Up until then, AIDS had been considered a disease of gay men only, which already wasn't true. Evangelicals considered it "God's punishment for homosexuality." As if gay people weren't facing enough bigoted nonsense.

Earlier that year, As Is, the 1st Broadway play to discuss AIDS, premiered. Its author, William M. Hoffman, said, "If Rock Hudson can have it, nice people can have it. It's just a disease, not a moral affliction." Comedian Joan Rivers, who had a devote gay fanbase, said, "Two years ago, when I hosted a benefit for AIDS, I couldn't get one major star to turn out. Rock's admission is a horrendous way to bring AIDS to the attention of the American public, but by doing so, Rock, in his life, has helped millions in the process. What Rock has done takes true courage." Actress Morgan Fairchild said, "Rock Hudson's death gave AIDS a face."

In a telegram Hudson sent to a September 1985 Hollywood AIDS benefit, Commitment to Life, which he was too ill to attend in person, he said: "I am not happy that I am sick. I am not happy that I have AIDS. But if that is helping others, I can at least know that my own misfortune has had some positive worth."

Shortly after his death, People magazine reported: "Since Hudson made his announcement, more than $1.8 million in private contributions (more than double the amount collected in 1984) has been raised to support AIDS research and to care for AIDS victims (5,523 reported in 1985 alone). A few days after Hudson died, Congress set aside $221 million to develop a cure for AIDS." Hudson's former co-star Elizabeth Taylor became a major fundraiser for AIDS research, as did openly gay rock star Elton John. Both began hosting fundraising "afterparties" following the annual Academy Awards.

But the stigma of AIDS still did not go away. It would take more, including the transfusion-induced illnesses of tennis star Arthur Ashe and teenager Ryan White, and the admission of the very heterosexual basketball star Earvin "Magic" Johnson, for people to understand that AIDS could happen to anybody.

President Ronald Reagan and his wife Nancy, both former actors and friends of Hudson's made no public statement concerning Hudson's condition.

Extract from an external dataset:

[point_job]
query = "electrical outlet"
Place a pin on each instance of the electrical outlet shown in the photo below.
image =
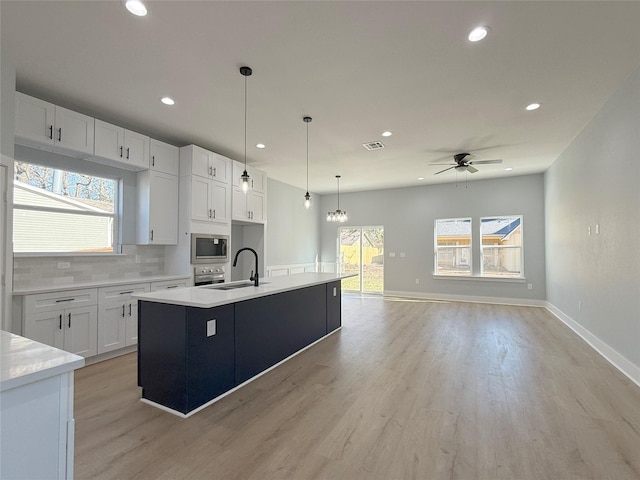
(211, 328)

However, the President phoned Hudson privately in his Paris hospital room where he was being treated in July 1985 and released a condolence statement after his death.

Afterward, Reagan stopped ignoring AIDS, and asked Congress to increase federal funding for research into it. I call it "The Rock Hudson Principle": Conservatives never care about something that hurts others, until it begins to hurt someone they care about. (Then again, in 1981, Reagan was shot by a mentally ill man who should have had a gun, and nearly died, and in the 2020s, they still don't give a damn about gun control.)

The increased enabled new treatments to be developed, much of it under the National Institutes of Health, in a unit led by Dr. Anthony Fauci, who would later lead the fight against COVID-19.

A personal note: Online, I've talked to a few people who claimed to have met Rock Hudson. Some of them said they knew at the time that he was gay. Others said they didn't know. But they all said he was a wonderful person. Certainly, he didn't deserve to suffer the way he did.